Oh ! moi, ça n’a pas d’importance ! enfin, j’écrirai au serrurier… Je vais vous dire… J’avais dû faire forcer la porte après le départ de ma locataire l’autre jour, après quoi le serrurier est parti pour aller déjeuner… et il n’est pas encore revenu… Mais il reviendra. À part cela, vous êtes content ?
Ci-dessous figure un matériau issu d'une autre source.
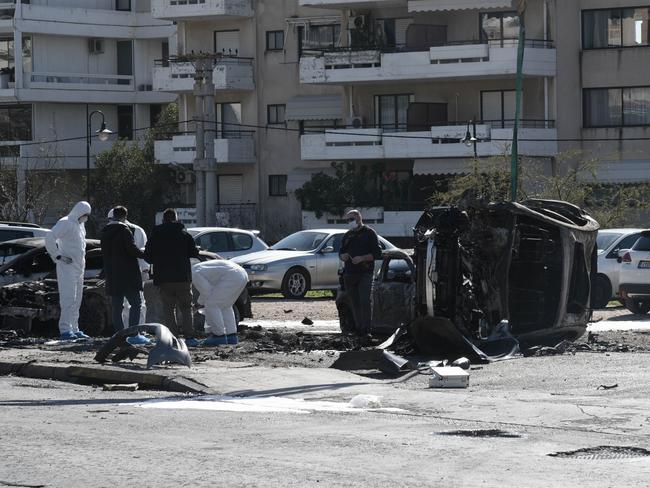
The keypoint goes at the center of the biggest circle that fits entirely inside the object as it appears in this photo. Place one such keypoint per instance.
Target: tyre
(602, 292)
(636, 306)
(296, 283)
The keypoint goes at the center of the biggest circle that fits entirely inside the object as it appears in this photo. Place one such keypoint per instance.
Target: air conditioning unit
(357, 22)
(96, 46)
(184, 177)
(355, 122)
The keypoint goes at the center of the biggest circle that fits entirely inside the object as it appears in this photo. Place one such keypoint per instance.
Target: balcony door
(391, 112)
(498, 107)
(229, 120)
(226, 42)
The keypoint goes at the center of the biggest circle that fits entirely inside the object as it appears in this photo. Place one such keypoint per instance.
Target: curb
(103, 375)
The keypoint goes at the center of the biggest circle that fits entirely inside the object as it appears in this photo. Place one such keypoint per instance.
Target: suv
(18, 230)
(634, 289)
(609, 242)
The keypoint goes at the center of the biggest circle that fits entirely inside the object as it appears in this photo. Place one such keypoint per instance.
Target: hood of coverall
(80, 208)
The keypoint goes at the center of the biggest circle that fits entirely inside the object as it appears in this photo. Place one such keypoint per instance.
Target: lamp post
(470, 138)
(102, 134)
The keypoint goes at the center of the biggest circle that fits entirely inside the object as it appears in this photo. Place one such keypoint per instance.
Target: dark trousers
(117, 304)
(358, 287)
(177, 298)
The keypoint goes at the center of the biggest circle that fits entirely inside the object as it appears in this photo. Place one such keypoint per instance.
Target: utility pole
(514, 162)
(205, 165)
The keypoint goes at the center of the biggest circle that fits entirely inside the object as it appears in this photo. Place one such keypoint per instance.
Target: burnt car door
(393, 292)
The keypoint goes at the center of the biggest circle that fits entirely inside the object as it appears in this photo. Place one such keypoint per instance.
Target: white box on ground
(449, 377)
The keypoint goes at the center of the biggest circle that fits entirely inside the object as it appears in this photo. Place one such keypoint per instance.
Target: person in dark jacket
(121, 268)
(359, 250)
(169, 250)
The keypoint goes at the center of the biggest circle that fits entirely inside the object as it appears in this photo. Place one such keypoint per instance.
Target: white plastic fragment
(365, 401)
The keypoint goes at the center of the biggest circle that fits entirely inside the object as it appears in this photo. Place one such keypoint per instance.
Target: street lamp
(470, 138)
(102, 134)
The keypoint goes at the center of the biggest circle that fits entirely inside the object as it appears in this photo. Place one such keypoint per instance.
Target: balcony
(201, 9)
(536, 138)
(233, 147)
(451, 61)
(79, 81)
(230, 73)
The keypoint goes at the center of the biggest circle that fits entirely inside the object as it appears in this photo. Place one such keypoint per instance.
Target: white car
(634, 288)
(306, 260)
(227, 242)
(609, 242)
(19, 230)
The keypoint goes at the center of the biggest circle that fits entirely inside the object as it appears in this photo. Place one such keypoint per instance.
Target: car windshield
(606, 239)
(301, 241)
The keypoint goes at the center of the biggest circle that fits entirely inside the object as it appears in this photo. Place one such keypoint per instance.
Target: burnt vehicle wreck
(487, 278)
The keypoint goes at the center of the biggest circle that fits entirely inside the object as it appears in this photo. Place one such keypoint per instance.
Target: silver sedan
(306, 260)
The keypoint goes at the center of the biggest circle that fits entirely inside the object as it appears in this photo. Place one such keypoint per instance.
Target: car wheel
(296, 283)
(602, 292)
(636, 306)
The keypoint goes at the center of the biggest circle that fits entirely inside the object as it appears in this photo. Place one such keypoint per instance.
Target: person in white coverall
(219, 282)
(66, 245)
(140, 237)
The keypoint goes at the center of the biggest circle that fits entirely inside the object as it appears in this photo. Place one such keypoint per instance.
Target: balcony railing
(83, 81)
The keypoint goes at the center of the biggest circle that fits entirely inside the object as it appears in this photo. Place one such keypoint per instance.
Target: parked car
(306, 260)
(19, 230)
(29, 291)
(609, 242)
(227, 242)
(634, 288)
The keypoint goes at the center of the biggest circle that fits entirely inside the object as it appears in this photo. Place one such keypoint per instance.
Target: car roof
(621, 231)
(218, 229)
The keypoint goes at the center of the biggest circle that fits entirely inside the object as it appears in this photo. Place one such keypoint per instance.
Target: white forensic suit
(219, 282)
(140, 238)
(67, 242)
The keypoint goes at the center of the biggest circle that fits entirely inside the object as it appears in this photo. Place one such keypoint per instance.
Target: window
(499, 26)
(125, 122)
(124, 5)
(391, 112)
(214, 242)
(616, 107)
(275, 114)
(15, 122)
(274, 40)
(241, 242)
(498, 107)
(616, 27)
(625, 243)
(318, 37)
(277, 185)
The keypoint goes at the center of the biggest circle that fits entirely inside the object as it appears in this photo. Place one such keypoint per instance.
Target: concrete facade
(70, 58)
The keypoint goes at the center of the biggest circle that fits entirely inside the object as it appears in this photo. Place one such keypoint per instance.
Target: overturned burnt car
(29, 297)
(483, 271)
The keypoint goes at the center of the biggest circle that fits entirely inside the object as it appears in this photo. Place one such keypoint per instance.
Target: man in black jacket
(169, 250)
(359, 250)
(121, 269)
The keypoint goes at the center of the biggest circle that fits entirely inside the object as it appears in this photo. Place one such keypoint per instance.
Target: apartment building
(61, 60)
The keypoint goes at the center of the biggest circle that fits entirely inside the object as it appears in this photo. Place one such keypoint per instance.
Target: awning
(441, 166)
(315, 107)
(435, 5)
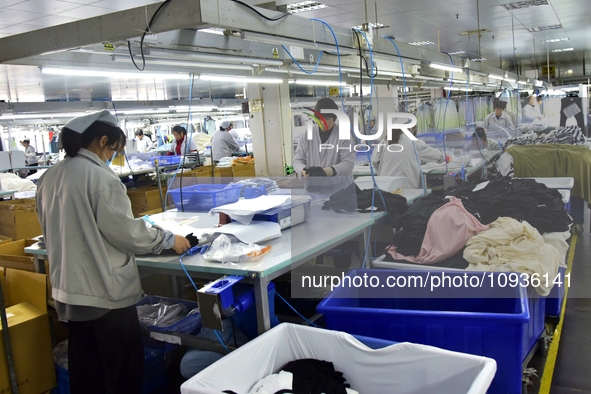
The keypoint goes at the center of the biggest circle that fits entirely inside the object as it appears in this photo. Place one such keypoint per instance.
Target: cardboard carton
(28, 327)
(18, 219)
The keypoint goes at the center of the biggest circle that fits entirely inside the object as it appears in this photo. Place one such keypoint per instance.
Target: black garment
(353, 198)
(316, 377)
(325, 135)
(106, 355)
(566, 103)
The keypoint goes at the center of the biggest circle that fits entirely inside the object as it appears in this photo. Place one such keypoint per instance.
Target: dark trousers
(106, 355)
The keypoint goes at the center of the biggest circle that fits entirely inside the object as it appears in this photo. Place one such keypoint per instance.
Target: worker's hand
(181, 244)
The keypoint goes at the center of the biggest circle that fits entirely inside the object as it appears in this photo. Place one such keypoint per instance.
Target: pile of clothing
(304, 376)
(563, 135)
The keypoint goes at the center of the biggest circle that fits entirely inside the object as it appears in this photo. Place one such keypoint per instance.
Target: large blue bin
(500, 323)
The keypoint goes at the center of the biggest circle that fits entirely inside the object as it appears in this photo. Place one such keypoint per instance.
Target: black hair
(72, 141)
(480, 133)
(180, 129)
(326, 103)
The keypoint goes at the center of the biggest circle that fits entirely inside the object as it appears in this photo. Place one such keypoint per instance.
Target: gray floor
(572, 374)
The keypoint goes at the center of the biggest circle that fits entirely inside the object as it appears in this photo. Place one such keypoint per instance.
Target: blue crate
(166, 160)
(202, 198)
(155, 374)
(556, 296)
(504, 326)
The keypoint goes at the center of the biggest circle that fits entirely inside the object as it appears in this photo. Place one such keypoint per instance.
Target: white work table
(323, 231)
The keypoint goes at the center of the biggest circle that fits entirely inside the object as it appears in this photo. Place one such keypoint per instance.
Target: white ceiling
(439, 21)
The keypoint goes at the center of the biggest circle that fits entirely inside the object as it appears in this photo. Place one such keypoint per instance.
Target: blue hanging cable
(298, 64)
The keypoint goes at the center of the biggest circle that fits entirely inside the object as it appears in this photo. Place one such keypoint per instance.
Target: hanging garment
(511, 246)
(456, 223)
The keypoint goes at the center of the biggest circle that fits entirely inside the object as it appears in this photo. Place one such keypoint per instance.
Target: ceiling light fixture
(304, 6)
(110, 74)
(446, 68)
(518, 5)
(555, 40)
(237, 79)
(312, 82)
(419, 43)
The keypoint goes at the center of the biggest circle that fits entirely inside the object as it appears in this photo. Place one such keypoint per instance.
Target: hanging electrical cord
(261, 14)
(423, 183)
(298, 64)
(146, 31)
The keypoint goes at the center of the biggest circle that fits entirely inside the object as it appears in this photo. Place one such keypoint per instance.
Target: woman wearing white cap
(91, 239)
(223, 143)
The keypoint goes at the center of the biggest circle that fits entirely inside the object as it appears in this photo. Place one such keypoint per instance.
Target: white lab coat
(404, 163)
(341, 158)
(192, 146)
(143, 145)
(530, 113)
(504, 121)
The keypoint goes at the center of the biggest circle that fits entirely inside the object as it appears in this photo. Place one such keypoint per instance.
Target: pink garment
(448, 230)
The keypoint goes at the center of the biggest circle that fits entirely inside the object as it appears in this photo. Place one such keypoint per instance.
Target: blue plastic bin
(202, 198)
(155, 373)
(166, 160)
(504, 326)
(556, 296)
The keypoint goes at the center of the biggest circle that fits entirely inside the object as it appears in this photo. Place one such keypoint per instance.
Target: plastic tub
(505, 326)
(401, 368)
(556, 296)
(202, 198)
(166, 160)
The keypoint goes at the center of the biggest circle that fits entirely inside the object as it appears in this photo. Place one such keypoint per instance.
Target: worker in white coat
(498, 119)
(397, 158)
(324, 161)
(531, 111)
(223, 143)
(143, 143)
(179, 144)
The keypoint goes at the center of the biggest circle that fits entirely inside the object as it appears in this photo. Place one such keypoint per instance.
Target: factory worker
(223, 143)
(91, 239)
(30, 154)
(179, 143)
(480, 141)
(397, 158)
(324, 161)
(143, 143)
(531, 111)
(498, 119)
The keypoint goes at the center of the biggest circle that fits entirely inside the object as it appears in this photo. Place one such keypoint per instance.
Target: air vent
(304, 6)
(543, 28)
(518, 5)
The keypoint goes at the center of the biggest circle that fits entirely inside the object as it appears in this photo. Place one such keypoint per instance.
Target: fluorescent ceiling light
(542, 28)
(224, 78)
(110, 74)
(555, 40)
(304, 6)
(419, 43)
(444, 67)
(518, 5)
(311, 82)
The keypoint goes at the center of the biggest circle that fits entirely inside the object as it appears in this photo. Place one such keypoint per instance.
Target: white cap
(80, 124)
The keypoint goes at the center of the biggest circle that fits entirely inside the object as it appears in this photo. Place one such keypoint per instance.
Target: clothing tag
(572, 110)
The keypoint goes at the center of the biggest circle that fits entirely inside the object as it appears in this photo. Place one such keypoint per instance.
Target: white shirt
(143, 145)
(404, 163)
(504, 121)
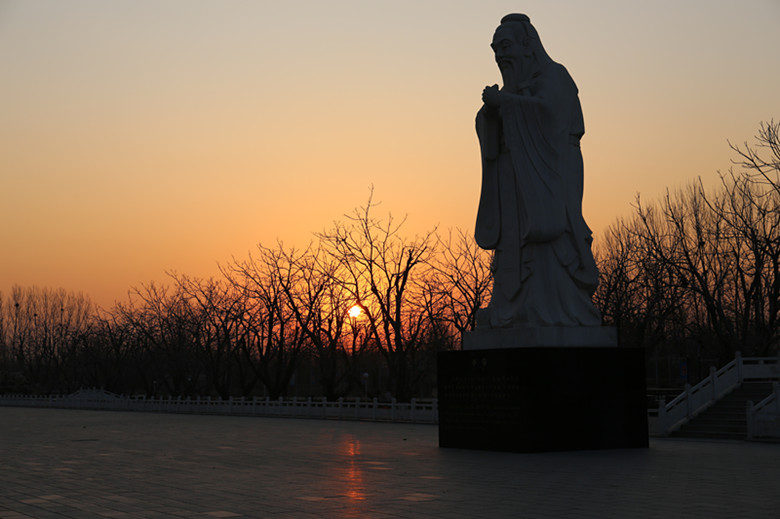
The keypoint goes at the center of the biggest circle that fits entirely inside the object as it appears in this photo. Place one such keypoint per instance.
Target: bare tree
(378, 267)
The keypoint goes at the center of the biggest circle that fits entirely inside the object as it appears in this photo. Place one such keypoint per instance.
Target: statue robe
(530, 209)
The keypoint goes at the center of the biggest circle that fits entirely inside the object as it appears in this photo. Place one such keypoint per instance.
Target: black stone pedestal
(542, 399)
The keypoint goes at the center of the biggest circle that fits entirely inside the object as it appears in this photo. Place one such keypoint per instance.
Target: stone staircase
(726, 418)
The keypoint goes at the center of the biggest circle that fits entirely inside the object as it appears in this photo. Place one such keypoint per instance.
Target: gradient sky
(143, 136)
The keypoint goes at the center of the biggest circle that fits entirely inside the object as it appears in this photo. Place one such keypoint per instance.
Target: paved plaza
(94, 464)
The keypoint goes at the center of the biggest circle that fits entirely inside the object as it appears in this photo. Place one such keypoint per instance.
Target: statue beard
(517, 74)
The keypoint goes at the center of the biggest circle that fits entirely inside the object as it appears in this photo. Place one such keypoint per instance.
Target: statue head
(518, 50)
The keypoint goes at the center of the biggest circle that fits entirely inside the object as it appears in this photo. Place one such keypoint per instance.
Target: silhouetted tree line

Ah ! oui, je vous conseille d’en parler… (Lui indiquant Suzanne qui lui tourne à moitié le dos, à gauche.) Mais je vous demande pardon, je ne suis pas seul…
Oh ! je vous demande pardon… Je n’avais pas vu madame. (À Suzanne.) Oh ! mais madame, vous n’êtes pas de trop… Je n’ai point de secrets à dire… Que ma présence ne vous fasse pas partir !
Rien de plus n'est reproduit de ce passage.